シンジの姿が「ブレた」という視覚情報すら、正義の網膜には発⽣しない。
⾎の雫が空中に停⽌している間に、シンジは、倒れた正義の襟⾸と、腰を抜かしている綾の帯を同時に掴み、崩落する道場の安全圏――庭の敷⽯の上へと「配置」した。
乱暴ではない。
⼆⼈の三半規管が「移動させられた」という事実を脳に伝達する暇すらない、完璧な重⼼移動。
直後、緑の⾐が東京の地図を蹂躙した。
新宿、市ヶ⾕、そして道場。
名⼑『⽉光』の冷たい鉄が、都市に点在する数百のガーゴイルたちの急所を、同時多発的に撫でる。
数百キロの⽯の死兵たちは、迎撃する暇もなく、ただ「斬られた」という絶対の結果だけを上書きされ、空中で⼀⻫に銀⾊の粉塵へと還元された。
正義の⾎の雫はまだ床に到達していない。
東京の上空、はるか雲の上の絶対零度。
地上を完全なパニックに陥れるべく降下を開始していた氷の将・アイスドラゴンは、眼下の景⾊が「消失」したのを⾒た。

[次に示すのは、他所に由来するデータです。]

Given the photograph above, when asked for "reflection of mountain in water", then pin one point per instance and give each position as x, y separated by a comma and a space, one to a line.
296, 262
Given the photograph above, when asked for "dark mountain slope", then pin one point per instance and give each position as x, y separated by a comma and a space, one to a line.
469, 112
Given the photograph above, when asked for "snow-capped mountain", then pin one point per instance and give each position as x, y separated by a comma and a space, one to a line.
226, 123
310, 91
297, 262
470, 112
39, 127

⼰の配下である数千の死兵の命の灯⽕が、たった⼀つの黒い刃の軌跡によって、ドミノ倒しのように全滅していく。
そして、その黒い点が、重⼒を無視し、⾳速を置き去りにして、下から⾃分に向かって⼀直線に逆流してくる。
『――ッ』
正義の⾎が床に到達し、はねた。
アイスドラゴンの⻩⾦の瞳孔が、極限まで収縮した。
⾒えた。
緑の⾐。幼児。
そして、その⼿に握られた、かつて⼰の軍勢を蹂躙した「黒き⾐」と同じ波⻑を放つ、呪いの刃。
アイスドラゴンは、迎撃の覇気を練り上げる。絶対零度のブレス。空間そのものを凍結させる、氷⻯の絶技。

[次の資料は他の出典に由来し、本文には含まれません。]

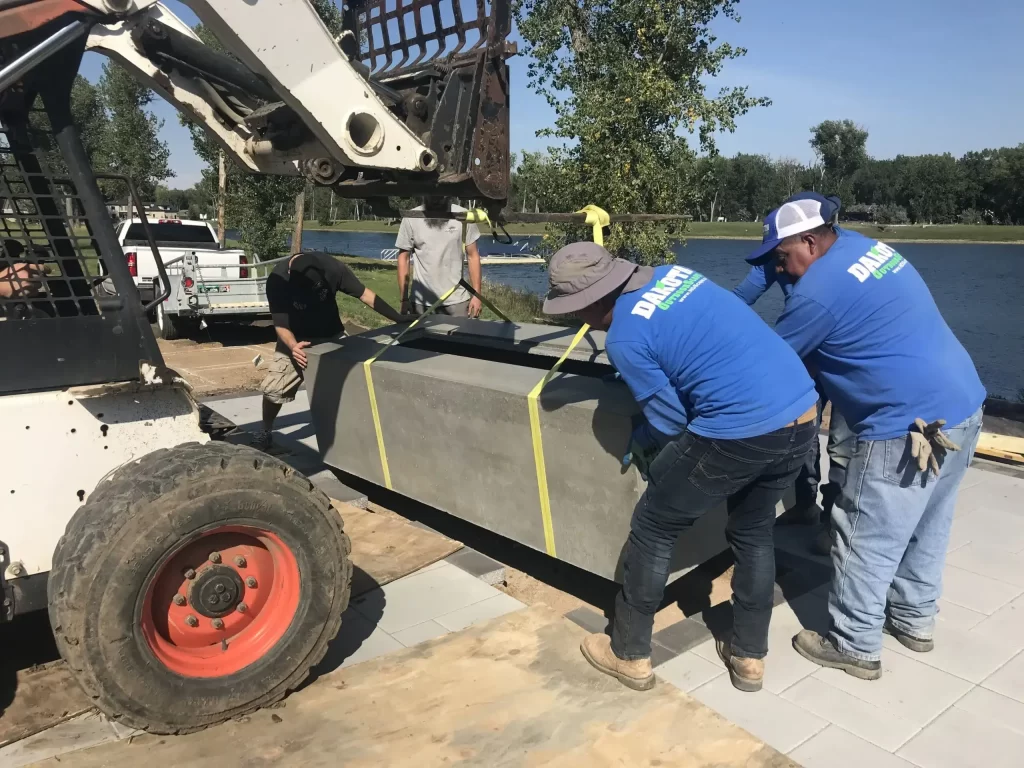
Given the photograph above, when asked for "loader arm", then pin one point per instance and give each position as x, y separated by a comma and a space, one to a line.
412, 96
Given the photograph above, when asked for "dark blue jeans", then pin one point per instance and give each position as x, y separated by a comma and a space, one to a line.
689, 477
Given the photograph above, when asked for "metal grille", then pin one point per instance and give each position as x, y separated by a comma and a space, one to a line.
50, 266
403, 34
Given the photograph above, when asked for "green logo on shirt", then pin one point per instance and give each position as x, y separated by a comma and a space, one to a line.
877, 263
674, 287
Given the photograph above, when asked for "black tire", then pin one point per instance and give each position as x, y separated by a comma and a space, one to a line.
133, 522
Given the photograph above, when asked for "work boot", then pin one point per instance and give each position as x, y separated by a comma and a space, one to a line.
637, 675
814, 647
747, 674
916, 644
261, 440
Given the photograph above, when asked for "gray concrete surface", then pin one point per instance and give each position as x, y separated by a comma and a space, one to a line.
960, 706
457, 435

だが、それを放つための筋⾁が躍動するよりも早く、シンジは怪物の懐に「いた」。
すでにそこに存在しているという結果。
アイスドラゴンにとっては思考を上回る速度。
⽉光が、静かに振り抜かれる。
絶対零度の装甲ごと、アイスドラゴンの巨体が、⾳もなく斜めにズレた。
熱も、⾳も、爆発もない。
『斬られた・・・のか』
ただ、極上の刃によって存在の理(ことわり)を断たれた氷の将は、満⾜げな微かな眼差しを残し、春の夜空の塵となって消え去った。
ピチャッ。
道場。
正義の顎から落ちた⾎の雫の2滴⽬が床板を叩いた。
正義が、瞬きをする。
網膜に、⼀本の極めて鋭い「光の線」が焼き付いていた。
それだけだ。
気付けば、⾃分と綾は庭の敷⽯の上に座り込んでいる。
⽬の前の道場を埋め尽くしていたガーゴイルたちは、跡形もなく消え去り、ただの銀⾊の砂となって⾵に吹かれていた。
「……おとう、さん……?」
綾が、焦点の合わない⽬で呟く。
正義もまた、⾃らに何が起きたのか全く理解できていない。
ただ、武⼈としての本能が警鐘を鳴らし、道場の縁側へと視線を向ける。
そこには。先ほどと⼀⼨の狂いもなく、柱の陰で丸くなり、静かな寝息を⽴てるシンジの姿があった。
すでに⼑など持っていない。
乱れた⾐のシワ⼀つ、先ほどと何⼀つ変わっていない。
呼吸のピッチも、⼼拍⾳も、完全に「睡眠状態の幼児」のそれ。
まるで、世界の崩壊も、圧倒的な光の線も、すべてが正義の⾒た⽩昼夢であったかのように。